Yale Season Preview – Retribution

If one word could encapsulate Yale’s upcoming season, that word would be retribution.

 

The Elis lost the Ivy League championship and the coveted NCAA bid by a total of three points over two games within one week last March. As Bulldogs fans already know, they first fell at Dartmouth, 59-58, in a game which would have been the clincher and then they lost in a playoff at the Palestra, against arch-rival Harvard, by two.They have not been to the NCAAs since 1962.They were strangely denied an NIT bid, an eventuality which the Ivy office bears fault for not enough marketing of its teams during the season.
Yale won 22 games under all-time winningest coach James Jones, the school’s most since 1948-49.Those wins included one over then-defending national champion UConn on the road.

This year the Elis play another defending National Champion in Duke and take a road trip to powerhouse SMU, as well as a trip to Illinois.

You don’t hear the team members using the word retribution, but it’s lurking at every practice.

The Elis bonded as a team in August, with a number of practices before a successful trip to Australia.

Yale, the preseason writers’ favorite to win the Ivies for the first time ever, is led by last year’s Ivy Player of the Year Justin Sears. As Sears goes, Yale goes. The 6’8” New Jersey native averaged 14.4 points and 7.5 rebounds. He will need to do the same, if not more, for Yale to meet expectations. Sears has a propensity for putting up big numbers and then disappearing offensively for minutes at a time, in some games. He scores most of his points on twisting moves from the inside and a finely honed baby hook. He is already on the watch list for the Lou Henson Mid-Major Player of the Year.

Senior Jack Montague, the Ivy leader in three-point shooting last season and a 50 percent shooter in threes in out of conference play, returns as does assist king, Makai Mason. 6-5 senior Nick Victor is a versatile and smart guard, who can hit from three with consistency and also play lockdown defense. All three will play major roles.

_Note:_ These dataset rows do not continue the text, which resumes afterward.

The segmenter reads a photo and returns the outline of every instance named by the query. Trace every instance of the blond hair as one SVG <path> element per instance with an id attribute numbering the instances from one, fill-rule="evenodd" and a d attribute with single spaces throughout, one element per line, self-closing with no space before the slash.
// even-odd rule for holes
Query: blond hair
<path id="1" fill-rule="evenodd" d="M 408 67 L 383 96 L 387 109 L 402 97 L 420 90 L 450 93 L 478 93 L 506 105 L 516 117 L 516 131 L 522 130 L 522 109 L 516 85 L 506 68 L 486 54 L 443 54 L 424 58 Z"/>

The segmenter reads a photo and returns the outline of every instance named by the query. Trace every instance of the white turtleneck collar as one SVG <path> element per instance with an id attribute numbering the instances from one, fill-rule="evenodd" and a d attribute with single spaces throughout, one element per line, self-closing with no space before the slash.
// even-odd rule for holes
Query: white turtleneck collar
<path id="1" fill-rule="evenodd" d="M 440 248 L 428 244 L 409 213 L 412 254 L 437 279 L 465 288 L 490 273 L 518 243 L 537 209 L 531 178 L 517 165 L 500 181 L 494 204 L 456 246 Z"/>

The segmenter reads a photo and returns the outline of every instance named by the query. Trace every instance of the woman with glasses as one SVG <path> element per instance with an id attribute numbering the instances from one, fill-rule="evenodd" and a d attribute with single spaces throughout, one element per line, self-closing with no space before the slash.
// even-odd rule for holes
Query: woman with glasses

Brandon Sherrod returns as a senior, after taking the season off to sing with the world- famous Whiffenpoofs and the 6-6 forward and consummate athlete, will be counted on to rebound and score at and away from the basket. He did that as a junior.

The backcourt is much thinner without Brandon Sherrod and Javier Duren, probably the best duo in the Ivies and one of the best in the country last year.

The Bulldogs will also have to rely on contributions from 6-7 freshman, Blake Reynolds, 6-6 (and appropriately named) Eli Lininger and athletic 6-6 Matt Greene from prep power Hotchkiss, as well as a talented and deep group of other freshmen.

1 thought on “Yale Season Preview – Retribution”

  1. The NCAA is experimenting with a rule change this season in which a team that calls time-out in the final minute of regulation or overtime will be permitted to inbound the ball in the front court.

    If the rule change is eventually implemented, then Justin Sears’ end-of-the-game gaffe against Dartmouth last year will go down in history as a never-to-be-equalled mental error. Never again in college basketball will a player make such a terrible mistake. Sears will stand alone in his particular room of the Hall of Shame.